While working on my Go-Rilla VS. Elk Diablo comic I was catching up on old podcasts in my iTunes. Specifically I was listening to an episode of Science Friday titled “Balancing Science and Religion” in which Ira Flatow interviewed two scientists who were also religious. It was a really interesting listen but there was one quote at the end that was like a slap in the face to me and I would think to any atheist.
As I look about in the culture and world we live in, a world without the kind of noble intentions that arise many times out of people’s hearts in the consequence of their faith – a world that misses out on a Mother Theresa or an Oscar Schindler – a world where science has to go on in a completely materialist way – does not sound like the kind of world of wonderful humanity and nobility of humankind that I hope will be evolving over the many decades to come.
As if altruism and humanitarianism and “nobility” cannot exist in people who don’t believe in a higher power. Ridiculous, I say!
That made me wonder what famous humanitarians and generally celebrated people in history and modern times were/are also atheists. I googled “humitarian atheists” and before I found what I was actually looking for I found this:
Letter: Atheist actions can be selfless
by Letter to the editor
Thursday, March 27, 2008; 12:00 AM
I’m writing in response to the column, “Defending morality in an atheist’s culture is challenging” (CT, March 25). The author implies that a lack of faith in God translates to apathy toward others’ well being.
The author fails to understand the influence of society and evolution on altruism. It’s obvious that cooperation is the best method for progress — selfishness only works to a certain degree before everyone becomes selfish, benefiting nobody. Scenario-simulations show that cooperation always leads to the most success for groups. Just ask vampire bats, which actually regurgitate blood they’ve foraged during the night for a friend whose hunting was less fruitful. Next time, if the first bat gets no food, his friend can return the favor.
Giving up one’s seat and making sacrifices for another are explained through societal norms and evolutionary mechanisms.

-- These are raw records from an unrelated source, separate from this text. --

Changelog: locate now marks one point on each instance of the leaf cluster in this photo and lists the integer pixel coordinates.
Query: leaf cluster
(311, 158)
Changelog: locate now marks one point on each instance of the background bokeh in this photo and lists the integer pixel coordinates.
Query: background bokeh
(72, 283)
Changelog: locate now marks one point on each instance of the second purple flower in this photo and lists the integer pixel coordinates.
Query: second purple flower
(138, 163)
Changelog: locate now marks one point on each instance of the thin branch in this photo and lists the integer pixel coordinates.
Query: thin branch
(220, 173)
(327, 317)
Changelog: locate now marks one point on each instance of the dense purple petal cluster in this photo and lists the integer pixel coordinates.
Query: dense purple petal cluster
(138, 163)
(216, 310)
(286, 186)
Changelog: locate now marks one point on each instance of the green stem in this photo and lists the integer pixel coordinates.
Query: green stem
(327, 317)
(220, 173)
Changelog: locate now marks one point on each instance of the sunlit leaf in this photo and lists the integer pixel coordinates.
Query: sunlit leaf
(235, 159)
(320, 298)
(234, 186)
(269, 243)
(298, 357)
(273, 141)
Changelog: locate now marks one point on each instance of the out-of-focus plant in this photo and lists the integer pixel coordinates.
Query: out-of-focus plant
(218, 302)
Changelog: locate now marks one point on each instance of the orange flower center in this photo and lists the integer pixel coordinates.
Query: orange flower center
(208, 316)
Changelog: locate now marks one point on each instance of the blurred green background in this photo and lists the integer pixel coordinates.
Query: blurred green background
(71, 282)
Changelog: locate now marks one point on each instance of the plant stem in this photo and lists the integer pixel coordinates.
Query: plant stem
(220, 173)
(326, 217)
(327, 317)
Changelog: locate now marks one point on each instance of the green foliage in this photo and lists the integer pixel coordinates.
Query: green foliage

Society expects us to act a certain way, so it becomes ingrained into our minds to let an old lady have our seat. We make sacrifices for our kin because evolution wants our genes to flourish. If I die so that my two brothers survive, then there will be two sets of my genes, rather than just the one. My potential sacrifice for friends who are unrelated to me can be explained by my evolutionary triggers backfiring, which would encourage me to save everyone.
As for losing rights to atheist majorities, Norway was rated the most peaceful country in the world (the U.S. was 96th), as well as the least religious in Western Europe. In contrast, Hitler was Catholic, and Stalin Eastern Orthodox.
Finally, I argue that atheists possess stronger morality than theists. With no fear of God, our sacrifices are more selfless. Few of us believe in an afterlife, so we cherish the only life we get more. We put greater value on human life because, in general, we don’t think that any “soul” floats off someplace.
sophomore, psychology and Spanish
I don’t actually agree that “potential sacrifice for friends unrelated to me can be explained by evolutionary triggers backfiring” – I would expect that it has to do with the evolution of protecting your tribe and is completely natural (in the same way that the evolution of propensity towards religion was helpful for strengthening social bonds) but I agree with pretty much everything else that Andrew says.